Anomalous variation of Boson peak and fragility and their correlations with intermediate-range structure in PbO-B2O3 glasses

Abstract

Understanding the microscopic origin of physical properties is fundamental to the study of glasses. In the present study, unique trends were observed in structural and dynamical properties in lead-borate [xPbO:(1-x)B2O3] glasses upon increasing the modifier. Properties driven by short-range structural changes like, glass transition temperature (Tg) and elastic modulii exhibit a broad maxima around x = 0.3, in congruence with the average coordination number <r>. Using Raman spectroscopy, this behaviour is attributed to the gradual conversion of three-coordinate (B3) to four-coordinate (B4) boron species. However, dynamic properties like the Boson peak and fragility behave similar to the above structural properties except an anomalous dip at x = 0.3. The corresponding dynamic correlation length, therefore, exhibits a decrease except a peak at x = 0.3 with increasing x. The static correlation lengths estimated from the first sharp diffraction peak (FSDP), did not follow a linear trend with the dynamic correlation lengths, indicating a different spatial origin.
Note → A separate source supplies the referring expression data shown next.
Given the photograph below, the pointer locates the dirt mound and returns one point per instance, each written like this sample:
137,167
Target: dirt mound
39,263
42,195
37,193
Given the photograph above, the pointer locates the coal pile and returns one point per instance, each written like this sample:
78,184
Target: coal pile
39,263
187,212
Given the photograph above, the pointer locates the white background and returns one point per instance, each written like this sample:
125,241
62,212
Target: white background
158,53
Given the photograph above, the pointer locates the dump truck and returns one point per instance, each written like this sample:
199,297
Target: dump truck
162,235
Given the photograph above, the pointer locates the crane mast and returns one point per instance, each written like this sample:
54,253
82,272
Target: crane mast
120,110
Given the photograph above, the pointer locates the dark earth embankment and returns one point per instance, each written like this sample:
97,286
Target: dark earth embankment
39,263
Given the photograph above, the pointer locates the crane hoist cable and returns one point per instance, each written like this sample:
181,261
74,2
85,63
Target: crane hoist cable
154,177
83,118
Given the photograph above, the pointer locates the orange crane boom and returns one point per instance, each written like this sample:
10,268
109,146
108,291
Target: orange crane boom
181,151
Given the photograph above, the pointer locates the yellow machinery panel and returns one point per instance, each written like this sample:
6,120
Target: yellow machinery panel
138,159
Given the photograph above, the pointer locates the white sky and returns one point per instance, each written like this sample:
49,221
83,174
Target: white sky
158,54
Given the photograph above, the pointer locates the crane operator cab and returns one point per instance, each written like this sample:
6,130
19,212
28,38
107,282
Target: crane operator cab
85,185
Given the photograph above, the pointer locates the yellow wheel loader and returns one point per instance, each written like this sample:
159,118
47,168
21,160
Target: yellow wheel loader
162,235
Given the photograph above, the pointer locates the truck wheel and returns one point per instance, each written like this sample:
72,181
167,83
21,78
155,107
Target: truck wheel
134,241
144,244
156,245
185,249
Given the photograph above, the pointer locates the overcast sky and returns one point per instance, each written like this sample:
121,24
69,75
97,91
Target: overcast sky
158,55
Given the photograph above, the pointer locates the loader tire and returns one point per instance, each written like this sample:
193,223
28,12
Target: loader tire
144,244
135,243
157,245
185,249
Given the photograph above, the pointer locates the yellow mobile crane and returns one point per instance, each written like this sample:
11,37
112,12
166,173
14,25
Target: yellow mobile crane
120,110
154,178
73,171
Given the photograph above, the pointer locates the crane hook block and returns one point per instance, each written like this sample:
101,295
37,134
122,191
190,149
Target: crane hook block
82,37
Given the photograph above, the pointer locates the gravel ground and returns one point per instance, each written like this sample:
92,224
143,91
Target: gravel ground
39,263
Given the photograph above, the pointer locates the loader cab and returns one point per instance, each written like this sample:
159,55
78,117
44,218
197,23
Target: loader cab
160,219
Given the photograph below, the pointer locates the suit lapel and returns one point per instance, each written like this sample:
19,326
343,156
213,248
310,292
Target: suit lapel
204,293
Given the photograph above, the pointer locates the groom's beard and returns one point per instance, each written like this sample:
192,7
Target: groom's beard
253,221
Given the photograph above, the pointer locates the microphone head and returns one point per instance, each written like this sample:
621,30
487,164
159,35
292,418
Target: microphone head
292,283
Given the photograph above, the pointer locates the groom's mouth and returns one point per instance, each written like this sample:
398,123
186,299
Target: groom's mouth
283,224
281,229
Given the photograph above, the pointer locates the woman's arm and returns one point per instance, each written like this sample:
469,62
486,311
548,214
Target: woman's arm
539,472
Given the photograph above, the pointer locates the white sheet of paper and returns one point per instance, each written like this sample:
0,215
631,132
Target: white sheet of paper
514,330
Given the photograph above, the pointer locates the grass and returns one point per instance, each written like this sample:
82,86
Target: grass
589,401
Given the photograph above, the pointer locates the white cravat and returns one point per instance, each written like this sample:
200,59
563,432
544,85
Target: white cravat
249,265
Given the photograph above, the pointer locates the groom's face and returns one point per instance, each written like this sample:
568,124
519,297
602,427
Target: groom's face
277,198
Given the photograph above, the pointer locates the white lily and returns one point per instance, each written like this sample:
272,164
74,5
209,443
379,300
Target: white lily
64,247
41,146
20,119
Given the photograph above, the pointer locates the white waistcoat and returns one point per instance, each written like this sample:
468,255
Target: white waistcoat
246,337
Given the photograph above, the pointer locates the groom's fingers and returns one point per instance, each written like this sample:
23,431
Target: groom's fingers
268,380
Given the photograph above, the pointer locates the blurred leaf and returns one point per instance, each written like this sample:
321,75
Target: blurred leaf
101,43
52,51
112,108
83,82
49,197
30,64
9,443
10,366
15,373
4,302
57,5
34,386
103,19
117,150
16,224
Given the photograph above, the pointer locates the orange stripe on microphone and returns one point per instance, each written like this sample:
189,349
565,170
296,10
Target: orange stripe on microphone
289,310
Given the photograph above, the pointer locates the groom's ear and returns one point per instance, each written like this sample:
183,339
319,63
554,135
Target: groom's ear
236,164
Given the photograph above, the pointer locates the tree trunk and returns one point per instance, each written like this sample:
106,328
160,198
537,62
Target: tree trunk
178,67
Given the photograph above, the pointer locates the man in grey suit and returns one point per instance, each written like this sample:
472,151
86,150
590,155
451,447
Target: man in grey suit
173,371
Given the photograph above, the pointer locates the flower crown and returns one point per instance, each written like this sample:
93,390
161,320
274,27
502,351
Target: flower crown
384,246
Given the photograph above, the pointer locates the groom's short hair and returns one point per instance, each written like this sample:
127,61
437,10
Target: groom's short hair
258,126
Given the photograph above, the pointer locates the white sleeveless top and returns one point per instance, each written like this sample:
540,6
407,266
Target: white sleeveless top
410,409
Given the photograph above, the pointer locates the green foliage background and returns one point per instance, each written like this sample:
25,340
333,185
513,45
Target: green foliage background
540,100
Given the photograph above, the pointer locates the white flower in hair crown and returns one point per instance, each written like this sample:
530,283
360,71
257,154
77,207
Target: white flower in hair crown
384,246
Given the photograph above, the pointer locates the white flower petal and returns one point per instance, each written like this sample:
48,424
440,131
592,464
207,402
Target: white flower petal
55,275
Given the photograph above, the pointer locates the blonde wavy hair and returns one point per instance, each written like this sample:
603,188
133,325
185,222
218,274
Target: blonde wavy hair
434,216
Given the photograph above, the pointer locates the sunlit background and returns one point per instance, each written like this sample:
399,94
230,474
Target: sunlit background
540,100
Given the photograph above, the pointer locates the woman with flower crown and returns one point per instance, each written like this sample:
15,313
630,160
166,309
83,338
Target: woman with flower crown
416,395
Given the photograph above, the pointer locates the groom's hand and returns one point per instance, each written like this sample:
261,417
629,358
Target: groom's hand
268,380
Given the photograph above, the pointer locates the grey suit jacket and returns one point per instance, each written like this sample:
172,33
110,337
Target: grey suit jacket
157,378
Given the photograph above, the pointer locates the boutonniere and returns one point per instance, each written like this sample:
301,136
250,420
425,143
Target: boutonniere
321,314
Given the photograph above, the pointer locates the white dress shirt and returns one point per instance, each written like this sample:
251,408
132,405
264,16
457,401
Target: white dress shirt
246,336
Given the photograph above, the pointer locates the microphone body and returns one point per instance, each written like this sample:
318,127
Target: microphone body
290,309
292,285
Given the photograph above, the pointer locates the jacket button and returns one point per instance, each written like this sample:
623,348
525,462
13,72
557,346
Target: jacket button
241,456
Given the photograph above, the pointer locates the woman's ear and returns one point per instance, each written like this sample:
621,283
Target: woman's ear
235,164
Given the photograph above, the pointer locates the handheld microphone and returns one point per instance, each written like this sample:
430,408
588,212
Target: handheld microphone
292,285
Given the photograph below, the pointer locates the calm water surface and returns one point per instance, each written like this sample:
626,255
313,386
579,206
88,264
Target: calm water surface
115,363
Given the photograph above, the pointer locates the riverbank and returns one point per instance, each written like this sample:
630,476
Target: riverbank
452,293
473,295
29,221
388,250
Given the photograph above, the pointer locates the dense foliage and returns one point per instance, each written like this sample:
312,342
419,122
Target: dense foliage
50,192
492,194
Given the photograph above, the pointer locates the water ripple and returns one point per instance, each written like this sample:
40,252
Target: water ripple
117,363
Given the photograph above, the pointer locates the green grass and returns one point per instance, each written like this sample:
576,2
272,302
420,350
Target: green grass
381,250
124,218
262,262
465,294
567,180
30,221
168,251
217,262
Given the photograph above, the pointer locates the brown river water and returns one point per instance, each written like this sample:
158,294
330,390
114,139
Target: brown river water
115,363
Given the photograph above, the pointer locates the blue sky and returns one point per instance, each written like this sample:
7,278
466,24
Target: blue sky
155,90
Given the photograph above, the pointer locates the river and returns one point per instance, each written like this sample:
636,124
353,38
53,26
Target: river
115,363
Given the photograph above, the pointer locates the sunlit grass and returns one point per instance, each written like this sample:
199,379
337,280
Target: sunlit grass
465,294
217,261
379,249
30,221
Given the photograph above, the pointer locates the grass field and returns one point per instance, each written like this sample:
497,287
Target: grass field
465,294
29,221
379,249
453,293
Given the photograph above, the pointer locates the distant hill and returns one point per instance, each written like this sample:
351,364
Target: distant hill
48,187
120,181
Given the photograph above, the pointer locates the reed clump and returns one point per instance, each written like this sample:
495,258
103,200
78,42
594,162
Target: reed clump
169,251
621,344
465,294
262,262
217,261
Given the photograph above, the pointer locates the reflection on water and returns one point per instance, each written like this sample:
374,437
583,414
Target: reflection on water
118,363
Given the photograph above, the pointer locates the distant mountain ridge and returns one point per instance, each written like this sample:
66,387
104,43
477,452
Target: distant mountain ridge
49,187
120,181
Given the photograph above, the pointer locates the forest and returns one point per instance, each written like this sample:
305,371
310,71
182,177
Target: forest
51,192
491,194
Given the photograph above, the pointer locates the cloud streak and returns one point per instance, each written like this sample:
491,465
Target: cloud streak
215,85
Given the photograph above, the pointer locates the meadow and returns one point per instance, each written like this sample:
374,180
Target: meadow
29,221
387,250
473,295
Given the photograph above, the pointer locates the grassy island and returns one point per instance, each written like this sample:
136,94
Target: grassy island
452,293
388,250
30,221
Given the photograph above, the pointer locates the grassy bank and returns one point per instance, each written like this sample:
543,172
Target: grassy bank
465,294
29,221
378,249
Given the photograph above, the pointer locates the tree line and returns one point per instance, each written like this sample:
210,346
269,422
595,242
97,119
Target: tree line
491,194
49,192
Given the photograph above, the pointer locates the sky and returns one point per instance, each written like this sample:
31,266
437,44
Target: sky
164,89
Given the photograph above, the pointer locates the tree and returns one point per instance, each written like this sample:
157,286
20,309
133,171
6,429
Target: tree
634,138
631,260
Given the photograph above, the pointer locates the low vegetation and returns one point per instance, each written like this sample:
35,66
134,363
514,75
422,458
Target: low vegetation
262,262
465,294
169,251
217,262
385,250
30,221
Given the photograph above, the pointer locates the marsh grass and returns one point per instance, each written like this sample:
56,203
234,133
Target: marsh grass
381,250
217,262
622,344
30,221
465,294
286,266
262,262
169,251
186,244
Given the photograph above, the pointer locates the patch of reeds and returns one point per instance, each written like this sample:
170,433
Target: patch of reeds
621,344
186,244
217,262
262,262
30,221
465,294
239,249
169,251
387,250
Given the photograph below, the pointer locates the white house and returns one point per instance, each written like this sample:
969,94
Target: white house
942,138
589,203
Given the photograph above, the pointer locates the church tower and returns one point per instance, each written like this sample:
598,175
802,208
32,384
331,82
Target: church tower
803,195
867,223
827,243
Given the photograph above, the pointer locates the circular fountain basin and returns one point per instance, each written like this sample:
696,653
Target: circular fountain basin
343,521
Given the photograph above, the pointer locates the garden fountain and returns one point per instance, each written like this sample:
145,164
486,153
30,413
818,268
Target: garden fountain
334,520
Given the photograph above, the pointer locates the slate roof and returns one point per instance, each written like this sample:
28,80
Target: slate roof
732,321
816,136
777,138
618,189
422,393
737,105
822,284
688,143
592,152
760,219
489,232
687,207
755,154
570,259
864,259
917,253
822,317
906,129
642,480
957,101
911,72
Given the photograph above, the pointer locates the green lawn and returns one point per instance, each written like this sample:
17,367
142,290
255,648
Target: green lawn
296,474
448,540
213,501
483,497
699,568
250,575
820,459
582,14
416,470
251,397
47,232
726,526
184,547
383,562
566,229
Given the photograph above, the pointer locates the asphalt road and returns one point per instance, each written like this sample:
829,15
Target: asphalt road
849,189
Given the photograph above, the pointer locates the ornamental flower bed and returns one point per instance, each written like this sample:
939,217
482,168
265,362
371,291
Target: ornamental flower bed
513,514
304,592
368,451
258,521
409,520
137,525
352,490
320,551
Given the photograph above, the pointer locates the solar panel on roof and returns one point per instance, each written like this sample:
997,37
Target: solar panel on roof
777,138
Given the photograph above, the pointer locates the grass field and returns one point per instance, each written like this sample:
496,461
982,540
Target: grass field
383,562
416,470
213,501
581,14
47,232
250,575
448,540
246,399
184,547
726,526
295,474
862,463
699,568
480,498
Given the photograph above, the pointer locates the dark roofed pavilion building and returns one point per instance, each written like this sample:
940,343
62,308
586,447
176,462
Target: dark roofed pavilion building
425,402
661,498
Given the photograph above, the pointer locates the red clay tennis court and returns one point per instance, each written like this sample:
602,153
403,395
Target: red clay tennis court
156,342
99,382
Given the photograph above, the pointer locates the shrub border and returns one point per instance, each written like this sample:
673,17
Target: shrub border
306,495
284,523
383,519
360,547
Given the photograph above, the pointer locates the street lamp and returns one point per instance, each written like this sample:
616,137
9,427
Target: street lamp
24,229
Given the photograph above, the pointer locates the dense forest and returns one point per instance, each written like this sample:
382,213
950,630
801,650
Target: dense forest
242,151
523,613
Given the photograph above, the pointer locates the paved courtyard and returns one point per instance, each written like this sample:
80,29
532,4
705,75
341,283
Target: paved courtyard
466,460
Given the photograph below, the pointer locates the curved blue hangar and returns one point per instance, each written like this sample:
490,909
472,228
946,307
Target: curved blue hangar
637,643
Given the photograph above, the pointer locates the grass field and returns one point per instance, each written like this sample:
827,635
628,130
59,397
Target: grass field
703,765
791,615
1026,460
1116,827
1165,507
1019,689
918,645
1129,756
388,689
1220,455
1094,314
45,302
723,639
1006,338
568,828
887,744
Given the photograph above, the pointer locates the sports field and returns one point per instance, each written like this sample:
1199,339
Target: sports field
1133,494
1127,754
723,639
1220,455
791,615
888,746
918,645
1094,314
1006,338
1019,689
The analysis of the Boson peak and FSDP suggests that while the Boson peak arises from intermediate-range ordering within the network units, the FSDP arises due to ordering of voids between such units. Moreover, the Boson peak maximum showed a linear decrease with increasing <r>, while the Boson peak position and fragility were found to vary linearly. These correlations emerge from the evolution of the network packing and connectivity with the addition of modifier and changing role of lead oxide as a glass former at higher concentrations. The anomalous variation in dynamical properties reflects the critical role of Pb2+ in tuning the intermediate-range structure of the vitreous network.